Serge Brussolo, figure importante du paysage SF français, est de retour ! C’est ici l’argument de vente du livre. Ne nous racontons pas d’histoires, Brussolo, c’est beaucoup de bons souvenirs : Les semeurs d’abîmes ou Le syndrome du scaphandrier, ou encore le recueil Vue en coupe d’une ville malade ont fait forte impression à leur sortie. Un temps directeur de la légendaire collection Présence du Futur chez Denoël,  il s’est fait peu à peu discret dans le genre qui l’avait fait connaître, la science-fiction. Notons d’ailleurs ici que Serge Brussolo est classé dans la science-fiction  un peu par défaut. Lui-même a souvent déclaré qu’il n’aimait pas particulièrement le genre. Ses écrits se situent souvent à la frontière du fantastique, avec une approche viscérale qui marque le lecteur durablement. Accaparé par son travail dans la littérature jeunesse, il signe avec Frontière barbare son retour dans la littérature de l’imaginaire, retour qui créée forcément de l’attente.

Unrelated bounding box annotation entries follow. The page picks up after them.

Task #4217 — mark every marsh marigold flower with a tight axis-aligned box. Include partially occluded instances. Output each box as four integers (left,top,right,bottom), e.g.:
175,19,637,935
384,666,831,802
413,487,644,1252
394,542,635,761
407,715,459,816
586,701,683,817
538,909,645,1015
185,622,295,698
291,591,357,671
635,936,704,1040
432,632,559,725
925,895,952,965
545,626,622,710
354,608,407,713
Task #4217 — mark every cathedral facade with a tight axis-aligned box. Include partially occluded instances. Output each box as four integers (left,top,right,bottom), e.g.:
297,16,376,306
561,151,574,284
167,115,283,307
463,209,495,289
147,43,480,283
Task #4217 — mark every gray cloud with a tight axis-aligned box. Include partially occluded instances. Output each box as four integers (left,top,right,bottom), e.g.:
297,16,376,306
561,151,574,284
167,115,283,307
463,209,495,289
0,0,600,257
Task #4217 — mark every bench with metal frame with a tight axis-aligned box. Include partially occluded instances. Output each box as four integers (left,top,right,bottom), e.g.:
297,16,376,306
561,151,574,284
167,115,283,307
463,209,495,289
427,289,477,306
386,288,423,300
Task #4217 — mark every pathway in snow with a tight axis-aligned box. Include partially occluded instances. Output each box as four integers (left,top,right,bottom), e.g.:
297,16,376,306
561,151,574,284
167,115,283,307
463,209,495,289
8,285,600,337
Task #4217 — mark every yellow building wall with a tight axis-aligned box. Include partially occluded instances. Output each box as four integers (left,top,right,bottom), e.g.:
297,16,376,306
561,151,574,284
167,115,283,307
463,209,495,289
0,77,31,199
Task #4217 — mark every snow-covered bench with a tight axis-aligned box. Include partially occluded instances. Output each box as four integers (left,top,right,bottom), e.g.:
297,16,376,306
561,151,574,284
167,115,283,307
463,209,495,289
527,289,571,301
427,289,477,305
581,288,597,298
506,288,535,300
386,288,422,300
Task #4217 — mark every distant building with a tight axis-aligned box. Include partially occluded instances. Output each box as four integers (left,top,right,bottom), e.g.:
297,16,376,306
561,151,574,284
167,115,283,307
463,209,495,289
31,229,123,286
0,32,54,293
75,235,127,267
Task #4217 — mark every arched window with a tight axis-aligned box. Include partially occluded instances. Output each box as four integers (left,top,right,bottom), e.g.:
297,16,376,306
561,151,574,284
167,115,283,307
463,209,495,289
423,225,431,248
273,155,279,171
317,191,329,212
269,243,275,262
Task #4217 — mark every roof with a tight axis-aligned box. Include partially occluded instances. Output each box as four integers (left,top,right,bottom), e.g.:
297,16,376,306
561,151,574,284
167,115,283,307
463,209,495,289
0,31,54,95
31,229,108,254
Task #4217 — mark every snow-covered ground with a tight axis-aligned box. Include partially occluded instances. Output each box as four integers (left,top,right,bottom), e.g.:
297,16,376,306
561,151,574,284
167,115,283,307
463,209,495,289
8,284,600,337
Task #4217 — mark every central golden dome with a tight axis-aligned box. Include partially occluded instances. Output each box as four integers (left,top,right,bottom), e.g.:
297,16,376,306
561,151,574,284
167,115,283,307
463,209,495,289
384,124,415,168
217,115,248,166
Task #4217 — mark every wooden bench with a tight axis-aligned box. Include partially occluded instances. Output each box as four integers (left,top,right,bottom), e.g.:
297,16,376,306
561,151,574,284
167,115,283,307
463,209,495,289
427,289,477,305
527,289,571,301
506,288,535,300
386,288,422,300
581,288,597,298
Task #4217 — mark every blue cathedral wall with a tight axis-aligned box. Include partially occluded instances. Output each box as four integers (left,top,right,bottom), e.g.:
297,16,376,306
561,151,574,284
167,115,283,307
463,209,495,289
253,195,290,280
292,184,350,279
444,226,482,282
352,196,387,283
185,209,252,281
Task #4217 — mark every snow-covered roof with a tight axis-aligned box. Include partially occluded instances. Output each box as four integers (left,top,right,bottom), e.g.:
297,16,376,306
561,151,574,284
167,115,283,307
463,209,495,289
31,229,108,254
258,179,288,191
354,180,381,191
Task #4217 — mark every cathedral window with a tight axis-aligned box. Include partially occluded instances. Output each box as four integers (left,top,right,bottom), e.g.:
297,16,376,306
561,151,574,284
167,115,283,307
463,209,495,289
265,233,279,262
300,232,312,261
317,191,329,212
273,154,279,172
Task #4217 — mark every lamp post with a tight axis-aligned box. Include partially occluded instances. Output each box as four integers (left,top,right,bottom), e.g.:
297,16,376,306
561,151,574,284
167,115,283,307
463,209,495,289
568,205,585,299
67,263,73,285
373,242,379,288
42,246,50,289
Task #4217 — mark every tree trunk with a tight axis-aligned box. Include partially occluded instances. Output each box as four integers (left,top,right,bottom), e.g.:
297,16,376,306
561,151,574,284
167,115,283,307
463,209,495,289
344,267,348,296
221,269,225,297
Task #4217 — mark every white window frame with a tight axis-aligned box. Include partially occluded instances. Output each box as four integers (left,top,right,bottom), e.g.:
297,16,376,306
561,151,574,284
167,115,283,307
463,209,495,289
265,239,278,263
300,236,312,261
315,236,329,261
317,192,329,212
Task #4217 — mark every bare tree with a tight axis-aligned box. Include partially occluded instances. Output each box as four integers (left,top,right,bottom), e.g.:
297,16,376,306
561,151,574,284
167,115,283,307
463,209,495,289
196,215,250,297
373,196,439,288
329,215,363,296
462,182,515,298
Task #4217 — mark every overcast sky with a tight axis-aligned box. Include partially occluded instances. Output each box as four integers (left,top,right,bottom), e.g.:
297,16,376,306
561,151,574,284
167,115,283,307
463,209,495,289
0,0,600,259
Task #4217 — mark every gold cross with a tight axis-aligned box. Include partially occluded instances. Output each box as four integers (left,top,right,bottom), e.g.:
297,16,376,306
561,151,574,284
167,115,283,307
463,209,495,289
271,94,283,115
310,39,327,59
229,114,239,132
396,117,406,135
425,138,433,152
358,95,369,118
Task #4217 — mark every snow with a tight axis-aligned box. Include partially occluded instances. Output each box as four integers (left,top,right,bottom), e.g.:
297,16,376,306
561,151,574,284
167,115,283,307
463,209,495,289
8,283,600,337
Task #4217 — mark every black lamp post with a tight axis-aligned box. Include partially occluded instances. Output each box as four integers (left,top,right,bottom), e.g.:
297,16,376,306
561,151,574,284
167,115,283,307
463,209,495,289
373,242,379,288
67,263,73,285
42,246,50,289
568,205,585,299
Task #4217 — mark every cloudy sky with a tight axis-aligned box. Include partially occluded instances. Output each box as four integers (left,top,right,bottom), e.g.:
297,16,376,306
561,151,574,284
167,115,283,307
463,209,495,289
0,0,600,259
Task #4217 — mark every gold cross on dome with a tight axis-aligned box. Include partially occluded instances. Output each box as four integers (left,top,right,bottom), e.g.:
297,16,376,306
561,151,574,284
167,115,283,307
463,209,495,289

Sexe, aliens et vétérinaire


Nous sommes dans un futur assez lointain où l’homme a conquis l’espace et a créé l’organisation des planètes unies qui a pour but de prévenir et de limiter les conflits militaires. Dans d’immenses espaces souterrains aménagés à cet effet, les espèces se retrouvent pour régler leurs querelles et s’affronter. Désireuses d’améliorer leur potentiel de destruction, elles recourent aux exomorphes, des animaux génétiquement modifiés et particulièrement dangereux. Lorsque ces derniers menacent d’échapper au contrôle de leurs propriétaires, on a alors recours à des exovétérinaires comme David Sarella. Il s’agit d’un homme tourmenté, en grande partie à cause de sa femme et assistante, Ula. Il l’a rencontrée à l’université où elle traînait derrière elle une réputation de mangeuse d’homme. Sarella en est évidemment tombé amoureux puis il a compris pourquoi Ula était aussi différente : elle a dans son ADN des gênes aliens qui lui font avoir des crises où elle recherche sexe, violence, destruction. Incontrôlable dans ces moments, elle s’éclipse et David Sarella vit dans la peur : peur de la voir morte, peur aussi qu’elle se jette sur lui pour le tuer. Jusqu’au jour où Ula est tuée. Là, David sombre dans la dépression, incapable de vivre sans la décharge d’adrénaline permanente que sa femme injectait dans sa vie. Rien ne sera plus comme avant, à moins que…


Les limites d’un retour


Frontière barbare se veut un voyage initiatique, celui de David Sarella à la recherche de sa femme, d’abord de son vivant (celle qu’il aime cède petit à petit à ses démons) puis après sa mort (ne vendons pas la mèche). L’auteur donne ici beaucoup au monologue intérieur de Sarella, par qui nous découvrons aussi l’univers futuriste dans lequel il évolue. Nous pénétrons au cœur des angoisses de Sarella, de ses états d’âmes. Il est une sorte de post-adolescent tourmenté, amoureux d’une folle incontrôlable. Une fois plongé dans le deuil, il n’arrive pas à en sortir et ici, nous vibrons un peu pour lui (après tout, tomber amoureux d’une « borderline » comme Ula arrive fréquemment de nos jours). Le problème est qu’à part son personnage, Frontière sauvage n’intéresse guère. On a parfois la sensation, accentuée par les émotions qui assaillent Sarella, d’être ici dans un roman pour adolescents. De plus, le monde décrit ne possède que peu d’éléments nouveaux (voyages spatiaux, la fédération, les sectes aussi). Enfin, le ton de l’auteur laisse transparaître un peu du mépris affiché par Brussolo envers le genre dans ses interviews. Brussolo ne croit pas en ce qu’il fait et nous fait perdre du temps. On regrette ici l’auteur du Syndrome du scaphandrier. Au fait une dernière chose, en appelant son héroïne Ula, le beau Serge a-t-il voulu rendre hommage au minitel rose ?


Sylvain Bonnet


Serge Brussolo, Frontière sauvage, Gallimard folio SF, mars 2013, 432 pages, 7,70 €

2 commentaires

anonymous

Je ne suis pas du tout d'accord avec la critique. J'ai tout lu de Brussolo, étant emballé au début par la richesse d'idées que contenait les premiers romans de SF. Par la suite, je trouve qu'il s'est économisé en utilisant quasiment une seule idée par roman.
Celui ci renoue avec cette profusions d'idées originales dans un seul roman : système de rajeunissement, de clonage, animaux bizarres, coutumes spéciales...
Je suis emballé et je retrouve le plaisir de lecture des débuts. Merci à Mr Brussolo, grand inventeur d'idées originales.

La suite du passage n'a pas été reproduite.